“I wish you wouldn’t talk to her.”
“Why not? I always liked her. I think she liked me.”
Roland went quiet for a few seconds before answering.
“Remember when I told you that you were my second?” Roland said. “She was my first.”
Allison almost ran off the road.
“Kendra? She was your girlfriend?”
“Yeah. Sort of. I mean, we didn’t really date. You don’t have to date when you’re living in the same house.”
“When did this happen?”
“A few months after you left. I was seventeen. She was fifteen. I’d feel weird about it if you saw her. Kendra probably would, too.”
Allison would, too, but that didn’t matter. The timing, that was what mattered.
“A few months after I left... Any chance she was in love with you while I was there?” Allison asked.
“Allison, Kendra wouldn’t push you down the stairs because of you and me.”
“That’s not an answer to my question.”
Roland said nothing. Then Allison thought of something.

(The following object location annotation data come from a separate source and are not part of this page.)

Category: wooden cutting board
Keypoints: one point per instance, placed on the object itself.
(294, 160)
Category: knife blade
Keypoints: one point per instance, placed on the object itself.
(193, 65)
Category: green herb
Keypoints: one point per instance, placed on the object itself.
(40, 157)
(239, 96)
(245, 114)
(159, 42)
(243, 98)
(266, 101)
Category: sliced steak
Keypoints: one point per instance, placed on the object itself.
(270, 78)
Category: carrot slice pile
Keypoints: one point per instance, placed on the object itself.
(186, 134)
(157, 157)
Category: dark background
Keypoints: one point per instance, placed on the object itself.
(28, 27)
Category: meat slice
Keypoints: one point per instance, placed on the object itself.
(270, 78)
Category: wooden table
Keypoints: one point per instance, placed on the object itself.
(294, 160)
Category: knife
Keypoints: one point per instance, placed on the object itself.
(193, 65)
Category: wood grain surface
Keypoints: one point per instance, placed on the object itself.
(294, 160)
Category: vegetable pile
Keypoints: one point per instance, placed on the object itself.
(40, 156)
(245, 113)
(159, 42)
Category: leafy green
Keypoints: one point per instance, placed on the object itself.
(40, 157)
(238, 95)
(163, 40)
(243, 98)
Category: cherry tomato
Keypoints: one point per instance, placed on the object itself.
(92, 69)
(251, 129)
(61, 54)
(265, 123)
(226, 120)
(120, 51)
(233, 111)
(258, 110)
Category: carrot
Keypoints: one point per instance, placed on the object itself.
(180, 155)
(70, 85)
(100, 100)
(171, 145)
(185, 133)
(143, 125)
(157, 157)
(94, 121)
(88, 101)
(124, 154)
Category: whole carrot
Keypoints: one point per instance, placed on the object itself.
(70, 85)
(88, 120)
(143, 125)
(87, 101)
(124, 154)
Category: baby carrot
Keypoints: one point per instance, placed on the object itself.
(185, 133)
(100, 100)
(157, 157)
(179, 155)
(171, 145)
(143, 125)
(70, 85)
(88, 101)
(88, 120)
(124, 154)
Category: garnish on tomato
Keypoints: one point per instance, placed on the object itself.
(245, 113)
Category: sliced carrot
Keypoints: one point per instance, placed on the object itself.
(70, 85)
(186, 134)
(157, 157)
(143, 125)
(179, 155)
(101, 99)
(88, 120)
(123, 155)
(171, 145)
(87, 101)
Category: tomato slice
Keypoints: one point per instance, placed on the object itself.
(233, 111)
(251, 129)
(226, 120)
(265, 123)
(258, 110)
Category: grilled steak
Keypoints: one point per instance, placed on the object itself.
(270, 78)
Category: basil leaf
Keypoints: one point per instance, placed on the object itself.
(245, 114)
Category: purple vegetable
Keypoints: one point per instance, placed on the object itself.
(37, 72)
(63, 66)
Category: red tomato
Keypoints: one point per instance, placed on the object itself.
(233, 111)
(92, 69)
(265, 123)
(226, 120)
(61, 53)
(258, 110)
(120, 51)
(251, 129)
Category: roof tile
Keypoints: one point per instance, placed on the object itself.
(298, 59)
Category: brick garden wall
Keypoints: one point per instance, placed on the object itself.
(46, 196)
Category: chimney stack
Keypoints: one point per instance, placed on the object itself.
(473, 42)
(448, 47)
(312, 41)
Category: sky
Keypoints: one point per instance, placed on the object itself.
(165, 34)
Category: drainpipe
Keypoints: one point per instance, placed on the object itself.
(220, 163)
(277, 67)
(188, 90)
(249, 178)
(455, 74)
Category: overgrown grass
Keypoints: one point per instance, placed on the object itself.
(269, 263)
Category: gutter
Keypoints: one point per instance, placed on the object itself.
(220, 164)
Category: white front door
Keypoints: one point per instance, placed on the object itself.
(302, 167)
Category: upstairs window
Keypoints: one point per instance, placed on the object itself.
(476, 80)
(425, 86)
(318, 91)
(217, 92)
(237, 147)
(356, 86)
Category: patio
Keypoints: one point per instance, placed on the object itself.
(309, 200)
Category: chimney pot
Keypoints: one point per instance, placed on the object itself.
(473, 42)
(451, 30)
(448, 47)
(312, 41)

“Did you tell her what happened that day? On the beach?” Allison asked.
Slowly Roland nodded.
“Why did you tell her?”
“I didn’t mean to but she knew something was wrong. She’s very intuitive. She could tell I felt guilty. This was the day after it happened and you were acting so weird and I guess I was acting weird, too. I had to tell someone or I’d go nuts.”
“What did she say about it?” Allison asked.
“It was thirteen years ago,” he said.
“Was she upset?”
“No, not with me.”
“But she was upset with me?” Allison asked. “Angry?”
“Scared,” Roland said. “But not mad. Although I think she said we were being ‘stupid.’”
“If she was half as in love with you as I was,” Allison said, “and you told her that you and I had fooled around, what do you think she would feel?”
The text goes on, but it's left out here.